支持率のみを求める政治は社会を繁栄させない バグだらけの認知能力が世論を作ることもある
少なくとも言えることは、人間は、経済学が想定する「完全情報を持って合理的に判断している合理的経済人」ではないということである。合理的経済人ではなく将来をなかなかうまく見通せない。だから、塩野七生さんの『ギリシア人の物語Ⅱ』でアテネに登場してくるデマゴーグのような輩にも、いとも簡単に扇動されて国の滅亡を招くのであり、そうした事態は歴史上、繰り返し起こってきた。
公的年金は、将来不安という人間の本質的恐怖が醸成する政治不安と政治的不安定を制御する過程で生まれてきた社会制度である。それゆえに、塩野さんが次のように言う衆愚政のリーダーの資質を備えた者たちが、政治的安定の支柱となっている公的年金の破綻論を唱えない理由はない。

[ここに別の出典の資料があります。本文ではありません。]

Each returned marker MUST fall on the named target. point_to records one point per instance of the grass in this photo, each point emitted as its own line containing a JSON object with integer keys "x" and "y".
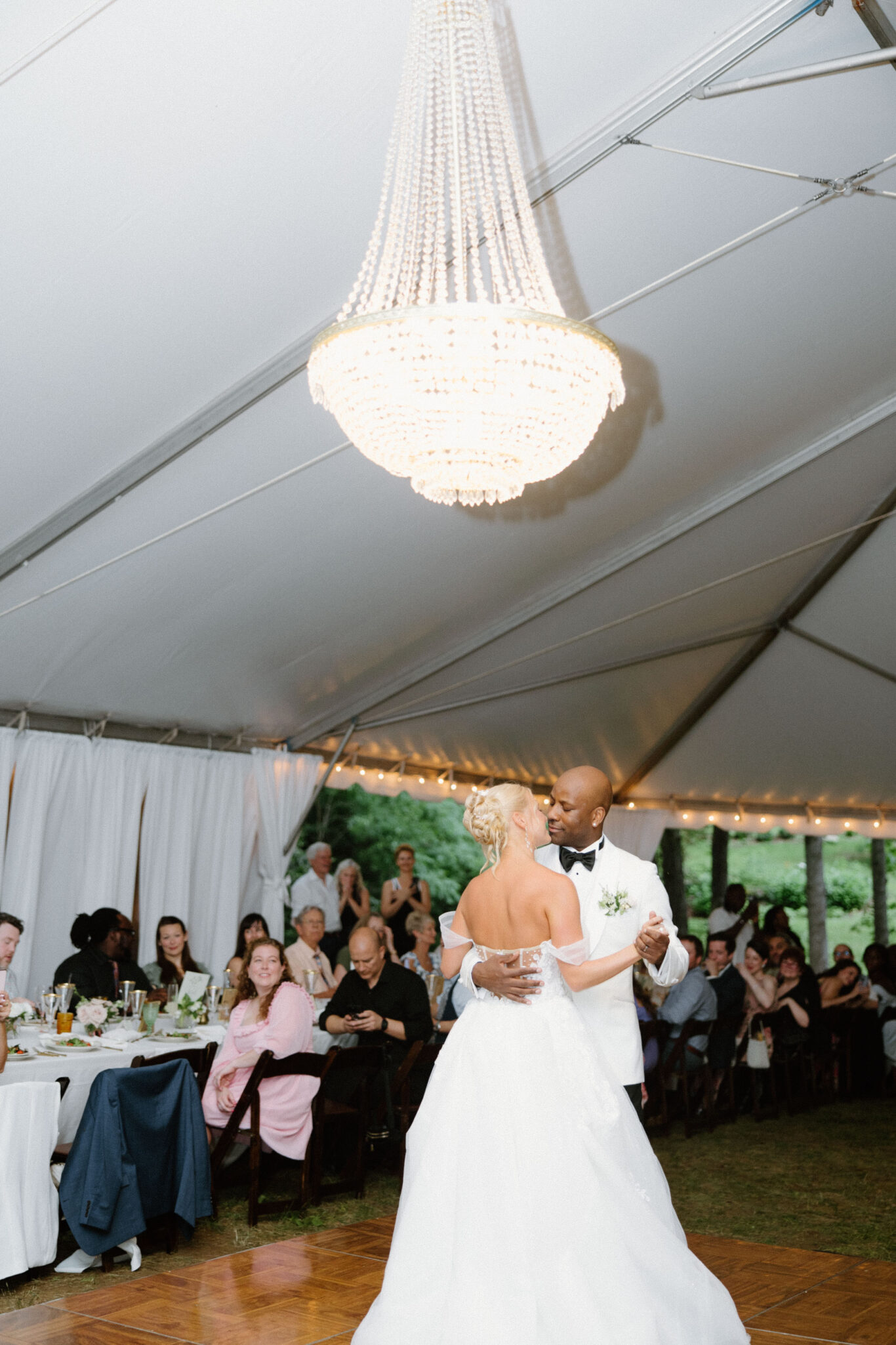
{"x": 825, "y": 1181}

民主政のリーダー…民衆に自信を持たせることができる人
衆愚政のリーダー…民衆が心の奥底に持っている漠とした将来への不安を煽るのが実に巧みな人
不安や格差をあおり立てるのが衆愚政のリーダー
衆愚政のリーダーたちは、塩野さんが言うように「(将来への)不安から発した指導者たちへの不信、その不信がエスカレートした挙げ句の、自分よりは恵まれている人々に対する恨みや怒りをあおり立てるのが実に巧み」である。だから、年金を政争の具とすると狙いが定められてきたこの20年近く、国民の間に意識された年金不安は社会全般に広がり、実に厄介であった。
しかし、その種の政治手法が成功して自らが責任ある立場に立てることができた暁には、今度は確実に行き詰まることになる。なぜならば、王位を狙うのに自らが座る玉座を壊しているようなものであり、目的を達成した後は自らが座る椅子そのものもなくなっており、すぐにその地位を追われることになるからである。
野党時代に「年金制度は壊れている」と言っていた岡田克也元副総理が、後に国会で、「年金制度破綻というのは私もそれに近いことをかつて申し上げたことがあり、それは大変申し訳ない」と詫びざるをえなくなる姿は典型的であったりするが、こうした例は枚挙に暇がない――2004年に「(現行制度は)間違いなく破綻して、5年以内にまた替えなければならない」と言っていた枝野幸男元内閣官房長官には、そうした反省の弁はない。私が、見落としているのかもしれないが。
こうした歴史を経て、日本の野党政治家たちは、ようやく、年金から手を引き始めてきているようでもある。そのあたりは、「2020年年金改革は野党炎上商法の潮目になるか」を参照されたい。